Funding for this project came from a Cooperative Research and Development Agreement (CRADA) between the Food and Drug Administration's Center for Devices and Radiological Health and the Cellular Telecommunications and Internet Association (CTIA).

Wireless telephones are hand-held phones with built-in antennas, often called cell, mobile, or PCS phones. These phones are popular with callers because they can be carried easily from place to place.

Wireless telephones are two-way radios. When you talk into a wireless telephone, it picks up your voice and converts the sound to radiofrequency energy (or radio waves). The radio waves travel through the air until they reach a receiver at a nearby base station. The base station then sends your call through the telephone network until it reaches the person you are calling.(Diagram of a phone radiating waves outward. Caption: Making a phone call. Next to it is a diagram of a tower sending out waves which are intercepted by a phone. Caption: Receiving a Phone Call.)

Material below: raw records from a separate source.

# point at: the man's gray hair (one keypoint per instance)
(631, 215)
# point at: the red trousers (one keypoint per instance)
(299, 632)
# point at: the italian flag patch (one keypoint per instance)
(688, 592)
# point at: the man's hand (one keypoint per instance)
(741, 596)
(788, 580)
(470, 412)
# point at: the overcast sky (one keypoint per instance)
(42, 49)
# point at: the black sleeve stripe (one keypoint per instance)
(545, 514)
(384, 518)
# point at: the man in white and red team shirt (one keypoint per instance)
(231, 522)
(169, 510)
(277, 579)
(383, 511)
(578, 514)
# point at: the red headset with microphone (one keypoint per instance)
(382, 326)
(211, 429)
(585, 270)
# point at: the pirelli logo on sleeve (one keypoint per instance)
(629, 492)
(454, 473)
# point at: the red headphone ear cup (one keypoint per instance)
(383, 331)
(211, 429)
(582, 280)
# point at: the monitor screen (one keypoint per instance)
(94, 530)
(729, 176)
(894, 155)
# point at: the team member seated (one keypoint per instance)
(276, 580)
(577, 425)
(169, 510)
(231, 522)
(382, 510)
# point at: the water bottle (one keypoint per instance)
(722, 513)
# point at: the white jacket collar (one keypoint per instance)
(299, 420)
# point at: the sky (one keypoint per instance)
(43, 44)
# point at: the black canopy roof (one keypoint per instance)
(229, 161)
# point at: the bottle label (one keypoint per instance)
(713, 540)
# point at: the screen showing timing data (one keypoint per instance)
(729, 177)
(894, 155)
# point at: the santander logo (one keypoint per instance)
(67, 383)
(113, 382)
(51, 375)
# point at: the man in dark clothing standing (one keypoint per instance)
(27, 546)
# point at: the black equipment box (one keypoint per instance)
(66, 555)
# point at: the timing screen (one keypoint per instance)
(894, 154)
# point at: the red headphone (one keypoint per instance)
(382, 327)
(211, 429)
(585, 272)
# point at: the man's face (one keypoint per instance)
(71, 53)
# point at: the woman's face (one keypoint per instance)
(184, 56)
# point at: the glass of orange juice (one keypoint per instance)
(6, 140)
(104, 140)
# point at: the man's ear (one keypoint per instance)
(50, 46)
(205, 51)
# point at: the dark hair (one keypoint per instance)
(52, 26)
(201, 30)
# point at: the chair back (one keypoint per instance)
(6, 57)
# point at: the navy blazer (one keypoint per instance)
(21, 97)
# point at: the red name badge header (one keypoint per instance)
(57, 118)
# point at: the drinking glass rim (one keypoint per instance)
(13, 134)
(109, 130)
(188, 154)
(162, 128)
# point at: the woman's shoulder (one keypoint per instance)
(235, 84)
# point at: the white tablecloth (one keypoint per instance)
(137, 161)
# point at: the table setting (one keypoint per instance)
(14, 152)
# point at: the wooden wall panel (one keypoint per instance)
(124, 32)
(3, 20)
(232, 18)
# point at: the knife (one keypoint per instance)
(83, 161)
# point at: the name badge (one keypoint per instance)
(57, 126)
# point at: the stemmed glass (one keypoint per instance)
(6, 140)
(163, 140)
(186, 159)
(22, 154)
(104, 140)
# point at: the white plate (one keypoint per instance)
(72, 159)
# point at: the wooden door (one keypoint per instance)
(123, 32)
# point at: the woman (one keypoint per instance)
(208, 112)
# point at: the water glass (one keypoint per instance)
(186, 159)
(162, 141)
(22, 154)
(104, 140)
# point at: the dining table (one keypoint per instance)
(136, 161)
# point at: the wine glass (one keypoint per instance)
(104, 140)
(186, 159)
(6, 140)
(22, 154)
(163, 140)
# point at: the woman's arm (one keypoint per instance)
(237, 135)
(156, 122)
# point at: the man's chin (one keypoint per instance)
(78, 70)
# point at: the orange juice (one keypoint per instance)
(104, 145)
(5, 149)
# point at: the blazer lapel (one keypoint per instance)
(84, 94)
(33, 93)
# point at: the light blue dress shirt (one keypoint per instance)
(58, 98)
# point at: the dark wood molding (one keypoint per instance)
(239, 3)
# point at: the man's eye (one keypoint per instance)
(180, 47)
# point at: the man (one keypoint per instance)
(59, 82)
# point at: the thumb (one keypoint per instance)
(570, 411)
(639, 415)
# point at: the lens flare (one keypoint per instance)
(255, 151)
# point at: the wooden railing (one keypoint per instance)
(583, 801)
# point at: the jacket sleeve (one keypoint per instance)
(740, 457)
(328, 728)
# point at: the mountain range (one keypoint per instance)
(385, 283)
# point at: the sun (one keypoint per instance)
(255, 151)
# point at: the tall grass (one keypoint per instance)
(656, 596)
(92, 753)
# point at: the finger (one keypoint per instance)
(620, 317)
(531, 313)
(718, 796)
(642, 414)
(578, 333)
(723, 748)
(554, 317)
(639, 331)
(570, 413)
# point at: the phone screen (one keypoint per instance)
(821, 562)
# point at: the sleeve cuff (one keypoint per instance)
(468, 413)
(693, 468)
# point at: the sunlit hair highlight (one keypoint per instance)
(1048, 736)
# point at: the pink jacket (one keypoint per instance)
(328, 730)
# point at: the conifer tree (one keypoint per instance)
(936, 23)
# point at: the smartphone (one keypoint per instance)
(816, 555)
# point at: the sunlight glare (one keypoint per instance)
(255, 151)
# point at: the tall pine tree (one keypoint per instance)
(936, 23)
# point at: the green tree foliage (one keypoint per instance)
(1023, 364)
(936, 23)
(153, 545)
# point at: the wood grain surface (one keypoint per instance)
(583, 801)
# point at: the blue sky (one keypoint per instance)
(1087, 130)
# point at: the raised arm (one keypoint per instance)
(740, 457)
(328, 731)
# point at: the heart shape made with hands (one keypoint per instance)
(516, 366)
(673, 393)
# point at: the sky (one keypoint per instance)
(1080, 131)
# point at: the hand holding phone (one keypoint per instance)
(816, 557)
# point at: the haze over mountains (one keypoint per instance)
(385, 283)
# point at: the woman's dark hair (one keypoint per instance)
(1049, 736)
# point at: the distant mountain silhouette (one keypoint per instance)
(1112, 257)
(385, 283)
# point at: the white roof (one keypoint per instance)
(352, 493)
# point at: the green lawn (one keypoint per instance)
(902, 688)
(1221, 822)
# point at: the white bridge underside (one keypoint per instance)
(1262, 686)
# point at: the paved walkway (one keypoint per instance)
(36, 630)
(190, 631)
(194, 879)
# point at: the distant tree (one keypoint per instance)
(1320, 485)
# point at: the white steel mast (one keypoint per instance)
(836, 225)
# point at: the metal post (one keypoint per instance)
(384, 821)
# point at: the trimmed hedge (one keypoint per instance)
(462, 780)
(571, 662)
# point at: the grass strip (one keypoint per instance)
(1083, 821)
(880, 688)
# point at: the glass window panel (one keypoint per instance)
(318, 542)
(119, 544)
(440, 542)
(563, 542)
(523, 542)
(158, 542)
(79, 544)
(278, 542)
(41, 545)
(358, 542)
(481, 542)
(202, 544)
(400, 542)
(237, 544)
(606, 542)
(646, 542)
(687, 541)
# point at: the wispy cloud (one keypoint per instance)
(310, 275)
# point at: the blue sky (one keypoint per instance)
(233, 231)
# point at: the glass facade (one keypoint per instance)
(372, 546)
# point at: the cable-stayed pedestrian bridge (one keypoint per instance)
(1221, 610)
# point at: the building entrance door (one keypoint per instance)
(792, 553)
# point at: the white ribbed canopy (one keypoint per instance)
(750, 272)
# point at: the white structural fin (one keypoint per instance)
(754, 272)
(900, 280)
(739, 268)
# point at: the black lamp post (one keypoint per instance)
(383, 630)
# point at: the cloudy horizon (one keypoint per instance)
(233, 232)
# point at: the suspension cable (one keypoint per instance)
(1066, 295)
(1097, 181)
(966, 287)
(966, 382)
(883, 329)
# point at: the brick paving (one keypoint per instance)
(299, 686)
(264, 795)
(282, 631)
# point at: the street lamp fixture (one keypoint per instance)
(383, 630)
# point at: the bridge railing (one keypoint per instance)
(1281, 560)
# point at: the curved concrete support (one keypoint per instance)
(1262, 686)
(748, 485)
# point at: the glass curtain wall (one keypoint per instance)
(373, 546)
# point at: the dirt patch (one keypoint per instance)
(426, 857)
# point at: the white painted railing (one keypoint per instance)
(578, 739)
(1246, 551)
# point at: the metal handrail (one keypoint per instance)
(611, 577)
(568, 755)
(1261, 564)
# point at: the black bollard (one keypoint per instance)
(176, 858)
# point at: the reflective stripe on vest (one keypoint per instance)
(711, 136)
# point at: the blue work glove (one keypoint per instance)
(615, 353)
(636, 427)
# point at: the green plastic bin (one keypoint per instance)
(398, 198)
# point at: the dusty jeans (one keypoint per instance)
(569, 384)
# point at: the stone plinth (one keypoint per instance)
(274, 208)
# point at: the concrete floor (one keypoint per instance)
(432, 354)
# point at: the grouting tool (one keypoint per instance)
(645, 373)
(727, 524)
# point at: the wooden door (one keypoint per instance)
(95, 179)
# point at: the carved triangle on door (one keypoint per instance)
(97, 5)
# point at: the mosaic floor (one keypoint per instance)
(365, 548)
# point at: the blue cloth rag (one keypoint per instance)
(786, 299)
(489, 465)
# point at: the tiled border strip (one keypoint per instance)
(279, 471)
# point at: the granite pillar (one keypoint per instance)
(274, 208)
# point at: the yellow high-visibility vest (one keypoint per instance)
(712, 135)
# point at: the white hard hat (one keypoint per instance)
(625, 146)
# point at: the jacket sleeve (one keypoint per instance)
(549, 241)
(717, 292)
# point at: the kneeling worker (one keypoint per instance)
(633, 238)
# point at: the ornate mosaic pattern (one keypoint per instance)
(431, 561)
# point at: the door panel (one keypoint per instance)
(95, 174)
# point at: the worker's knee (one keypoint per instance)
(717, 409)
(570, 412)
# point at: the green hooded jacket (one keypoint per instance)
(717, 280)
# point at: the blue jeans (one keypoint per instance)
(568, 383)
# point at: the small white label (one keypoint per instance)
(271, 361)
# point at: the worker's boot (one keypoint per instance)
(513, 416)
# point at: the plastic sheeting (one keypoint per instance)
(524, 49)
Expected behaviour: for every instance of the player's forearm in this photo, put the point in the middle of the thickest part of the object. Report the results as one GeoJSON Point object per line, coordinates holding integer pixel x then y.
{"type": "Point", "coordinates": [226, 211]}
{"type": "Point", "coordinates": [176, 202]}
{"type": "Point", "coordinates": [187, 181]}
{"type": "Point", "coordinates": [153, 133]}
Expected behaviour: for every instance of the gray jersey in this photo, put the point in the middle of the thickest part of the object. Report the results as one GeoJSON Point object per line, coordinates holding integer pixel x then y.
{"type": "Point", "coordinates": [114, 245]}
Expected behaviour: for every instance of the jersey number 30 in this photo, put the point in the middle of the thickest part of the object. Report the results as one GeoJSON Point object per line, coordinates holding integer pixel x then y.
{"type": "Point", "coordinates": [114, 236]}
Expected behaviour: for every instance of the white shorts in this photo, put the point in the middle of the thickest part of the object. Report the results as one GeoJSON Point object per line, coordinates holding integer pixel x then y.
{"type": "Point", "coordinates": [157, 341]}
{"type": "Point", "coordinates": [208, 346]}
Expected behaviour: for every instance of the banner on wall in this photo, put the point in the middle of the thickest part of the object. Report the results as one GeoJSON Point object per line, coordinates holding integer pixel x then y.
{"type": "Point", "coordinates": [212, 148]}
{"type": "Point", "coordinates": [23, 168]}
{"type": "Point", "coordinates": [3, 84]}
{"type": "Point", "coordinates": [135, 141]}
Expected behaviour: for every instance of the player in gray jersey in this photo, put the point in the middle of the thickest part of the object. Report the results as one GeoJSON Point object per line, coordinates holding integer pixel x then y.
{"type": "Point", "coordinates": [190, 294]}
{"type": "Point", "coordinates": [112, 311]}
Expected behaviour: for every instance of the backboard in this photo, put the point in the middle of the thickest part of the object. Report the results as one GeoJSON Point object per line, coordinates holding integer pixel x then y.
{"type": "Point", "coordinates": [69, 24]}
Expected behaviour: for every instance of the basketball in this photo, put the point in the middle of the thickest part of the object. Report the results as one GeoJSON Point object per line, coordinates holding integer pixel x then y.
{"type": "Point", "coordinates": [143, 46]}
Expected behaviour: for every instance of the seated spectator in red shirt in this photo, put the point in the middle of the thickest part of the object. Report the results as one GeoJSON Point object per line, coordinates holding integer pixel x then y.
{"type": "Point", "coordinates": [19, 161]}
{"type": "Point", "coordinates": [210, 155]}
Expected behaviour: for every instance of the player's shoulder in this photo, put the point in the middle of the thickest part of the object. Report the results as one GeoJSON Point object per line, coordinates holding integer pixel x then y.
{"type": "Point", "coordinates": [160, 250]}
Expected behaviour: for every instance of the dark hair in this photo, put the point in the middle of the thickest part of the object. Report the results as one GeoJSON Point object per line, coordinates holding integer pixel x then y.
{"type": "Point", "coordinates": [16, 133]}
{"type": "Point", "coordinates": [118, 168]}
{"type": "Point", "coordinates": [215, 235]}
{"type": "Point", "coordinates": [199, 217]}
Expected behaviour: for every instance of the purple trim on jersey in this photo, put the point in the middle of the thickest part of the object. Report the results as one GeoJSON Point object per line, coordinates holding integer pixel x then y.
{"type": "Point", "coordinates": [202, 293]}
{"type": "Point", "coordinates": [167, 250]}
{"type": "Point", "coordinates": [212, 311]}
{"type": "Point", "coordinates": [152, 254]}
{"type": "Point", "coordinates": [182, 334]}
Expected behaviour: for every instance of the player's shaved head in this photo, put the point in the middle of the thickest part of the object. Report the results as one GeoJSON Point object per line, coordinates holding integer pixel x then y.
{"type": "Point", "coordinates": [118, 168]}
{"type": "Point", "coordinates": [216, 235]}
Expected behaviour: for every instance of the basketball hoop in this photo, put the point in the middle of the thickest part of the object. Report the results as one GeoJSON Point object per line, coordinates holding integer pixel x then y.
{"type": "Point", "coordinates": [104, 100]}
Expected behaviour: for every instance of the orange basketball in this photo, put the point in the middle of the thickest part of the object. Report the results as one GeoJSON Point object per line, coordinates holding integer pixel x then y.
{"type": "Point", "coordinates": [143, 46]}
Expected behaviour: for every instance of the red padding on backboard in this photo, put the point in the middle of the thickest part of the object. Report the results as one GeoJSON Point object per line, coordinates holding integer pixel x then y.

When you receive a call on your wireless telephone, the message travels through the telephone network until it reaches a base station close to your wireless phone. Then the base station sends out radio waves that are detected by a receiver in your telephone, where the signals are changed back into the sound of a voice.

The Federal Communications Commission (FCC) and the Food and Drug Administration (FDA) each regulate wireless telephones. FCC ensures that all wireless phones sold in the United States follow safety guidelines that limit radiofrequency (RF) energy. FDA monitors the health effects of wireless telephones. Each agency has the authority to take action if a wireless phone produces hazardous levels of RF energy.

FDA derives its authority to regulate wireless telephones from the Radiation Control provisions of the Federal Food, Drug, and Cosmetic Act (originally enacted as the Radiation Control for Health and Safety Act of 1968). [].

FCC derives its authority to regulate wireless telephones from the National Environmental Policy Act of 1969 (NEPA) and the Telecommunications Act of 1996 [].